In line with their focus on injustices committed against women in their previous features “The Invisible War” and “The Hunting Ground,” Dick and Ziering duo hone in on female-specific implements that have resulted in adverse side effects for users. In unspoken but direct fashion, the film questions whether such irresponsible oversights would also occur if men’s reproductive and sexual health were similarly at stake.

Atop the list of inaccurately examined mechanisms is the Essure insert, a non-hormonal sterilization method promising women peace of mind after the spring-like piece is slid into the fallopian tubes. Instead of improving their quality of life and serving its function, Essure wrecked the futures of thousands of women, including Angie Firmalino, who now suffers autoimmune deficiencies and has become a leading voice in the movement against the use of the dangerous artifact. (Bayer announced it was taking Essure off the market on July 24, just days before “The Bleeding Edge” premieres on Netflix.)

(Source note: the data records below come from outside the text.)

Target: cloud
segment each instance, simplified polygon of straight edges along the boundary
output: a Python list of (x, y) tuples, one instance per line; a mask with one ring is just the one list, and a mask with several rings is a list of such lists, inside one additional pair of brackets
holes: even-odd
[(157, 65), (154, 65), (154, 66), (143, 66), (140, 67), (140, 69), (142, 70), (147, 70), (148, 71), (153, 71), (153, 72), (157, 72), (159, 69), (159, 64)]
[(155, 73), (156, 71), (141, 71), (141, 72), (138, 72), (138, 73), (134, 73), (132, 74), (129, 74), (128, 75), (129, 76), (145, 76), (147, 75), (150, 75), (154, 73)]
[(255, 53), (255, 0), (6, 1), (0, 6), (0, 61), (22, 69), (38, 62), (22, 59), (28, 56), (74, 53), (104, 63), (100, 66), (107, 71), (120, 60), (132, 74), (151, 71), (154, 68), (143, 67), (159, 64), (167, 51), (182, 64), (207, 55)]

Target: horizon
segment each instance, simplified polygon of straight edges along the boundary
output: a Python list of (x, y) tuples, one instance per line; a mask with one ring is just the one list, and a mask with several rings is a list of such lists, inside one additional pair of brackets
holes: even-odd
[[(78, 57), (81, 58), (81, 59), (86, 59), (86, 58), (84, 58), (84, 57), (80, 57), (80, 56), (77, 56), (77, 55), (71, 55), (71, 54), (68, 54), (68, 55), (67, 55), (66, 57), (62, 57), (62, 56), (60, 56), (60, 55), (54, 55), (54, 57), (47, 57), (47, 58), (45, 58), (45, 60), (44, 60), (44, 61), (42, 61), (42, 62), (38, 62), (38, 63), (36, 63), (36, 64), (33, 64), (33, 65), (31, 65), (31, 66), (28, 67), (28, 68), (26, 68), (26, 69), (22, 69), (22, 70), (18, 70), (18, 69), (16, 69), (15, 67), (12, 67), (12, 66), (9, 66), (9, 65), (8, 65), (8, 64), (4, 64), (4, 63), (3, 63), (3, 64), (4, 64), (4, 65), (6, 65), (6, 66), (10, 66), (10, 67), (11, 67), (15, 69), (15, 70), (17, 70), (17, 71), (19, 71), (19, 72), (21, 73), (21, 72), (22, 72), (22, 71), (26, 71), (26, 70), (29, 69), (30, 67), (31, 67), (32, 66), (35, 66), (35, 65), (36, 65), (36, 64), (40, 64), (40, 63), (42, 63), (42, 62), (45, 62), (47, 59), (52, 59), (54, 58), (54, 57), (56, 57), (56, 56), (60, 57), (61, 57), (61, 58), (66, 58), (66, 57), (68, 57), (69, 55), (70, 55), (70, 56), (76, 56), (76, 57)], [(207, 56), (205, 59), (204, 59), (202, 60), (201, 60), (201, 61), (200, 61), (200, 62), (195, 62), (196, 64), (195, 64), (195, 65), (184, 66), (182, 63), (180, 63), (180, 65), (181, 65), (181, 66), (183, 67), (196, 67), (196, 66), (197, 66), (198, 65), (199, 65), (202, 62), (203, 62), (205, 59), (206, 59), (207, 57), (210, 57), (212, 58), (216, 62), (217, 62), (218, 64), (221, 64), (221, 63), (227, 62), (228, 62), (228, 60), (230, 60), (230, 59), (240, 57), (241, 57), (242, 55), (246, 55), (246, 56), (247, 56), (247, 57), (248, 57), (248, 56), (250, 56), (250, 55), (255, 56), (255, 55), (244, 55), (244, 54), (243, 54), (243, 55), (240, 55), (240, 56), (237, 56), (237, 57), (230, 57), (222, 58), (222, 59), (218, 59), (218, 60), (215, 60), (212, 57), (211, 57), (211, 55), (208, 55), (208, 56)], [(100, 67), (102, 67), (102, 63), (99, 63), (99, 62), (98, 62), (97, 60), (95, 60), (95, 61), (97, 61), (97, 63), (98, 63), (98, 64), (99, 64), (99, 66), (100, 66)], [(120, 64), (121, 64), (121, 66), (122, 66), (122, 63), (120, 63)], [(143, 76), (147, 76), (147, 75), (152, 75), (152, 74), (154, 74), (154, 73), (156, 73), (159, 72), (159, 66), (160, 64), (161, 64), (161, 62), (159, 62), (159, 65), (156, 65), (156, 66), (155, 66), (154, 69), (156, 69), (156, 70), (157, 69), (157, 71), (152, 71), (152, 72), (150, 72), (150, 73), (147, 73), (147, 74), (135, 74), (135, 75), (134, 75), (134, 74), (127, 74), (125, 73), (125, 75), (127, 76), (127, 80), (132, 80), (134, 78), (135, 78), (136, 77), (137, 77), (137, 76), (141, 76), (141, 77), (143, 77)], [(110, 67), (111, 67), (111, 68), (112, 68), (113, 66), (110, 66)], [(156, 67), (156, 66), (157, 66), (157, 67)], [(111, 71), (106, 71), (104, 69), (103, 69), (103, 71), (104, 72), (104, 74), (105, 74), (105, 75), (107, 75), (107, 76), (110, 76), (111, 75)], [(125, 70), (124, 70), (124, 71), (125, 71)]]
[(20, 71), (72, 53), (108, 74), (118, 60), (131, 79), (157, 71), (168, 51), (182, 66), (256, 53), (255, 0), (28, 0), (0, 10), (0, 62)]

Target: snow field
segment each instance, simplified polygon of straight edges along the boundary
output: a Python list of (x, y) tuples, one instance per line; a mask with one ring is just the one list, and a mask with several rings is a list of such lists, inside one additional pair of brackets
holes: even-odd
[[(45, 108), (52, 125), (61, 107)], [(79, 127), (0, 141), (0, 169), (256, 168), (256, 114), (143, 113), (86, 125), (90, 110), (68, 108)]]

Other Essure users, like Ana Fuentes, was told by her physician that her excessive bleeding had to do with her ethnic background and not with the device; she lost her job due to constant absences to undergo surgeries associated with the aftermath of Essure.

Most female patients who fell prey of the seemingly miraculous birth control alternative, Ms. Fuentes and Ms. Firmalino included, were encouraged to use it by their doctors, which is likely the most terrifying truth Dick delivers in “The Bleeding Edge.” According to the film, doctors were paid $2 billion in 2016 by medical-device companies in an effort to retain them as repeat clients for their creations.

Not surprisingly, the FDA, Bayer, Johnson & Johnson, and Intuitive Surgical (a venture behind the da Vinci robot doctor, presumed to have caused damage to patients during hysterectomies) declined being interviewed for the film, but some of these entities sent the filmmakers written statements denying any claims against their products.

Their policy of ignoring backlash and continuing business as usual is brutally immoral but not without precedent for corporations. But what Dick highlights is the way some practitioners, surgeons, and even nurses are willing to gamble with their patients’ welfare by becoming biased industry spokespersons or using lower quality instruments and devices if the company that produces them provides them with more personal benefits. If Americans can’t trust healthcare workers or the FDA itself to protect them from harm, the film asks, then how can anyone prevent the avaricious “innovators” and their lobbyists from putting citizens at risk of suffering irreversible injuries and illnesses?

“The Bleeding Edge” is a searing, if not aesthetically revelatory, work that exists in conversation with projects like Christopher Bell’s “Prescription Thugs,” a less successful Netflix Original, or Michael Moore’s “Sicko.” Where Dick’s film excels in its measured and calculated approach, putting facts on the foreground and adorning those findings with a precise dose of the human element.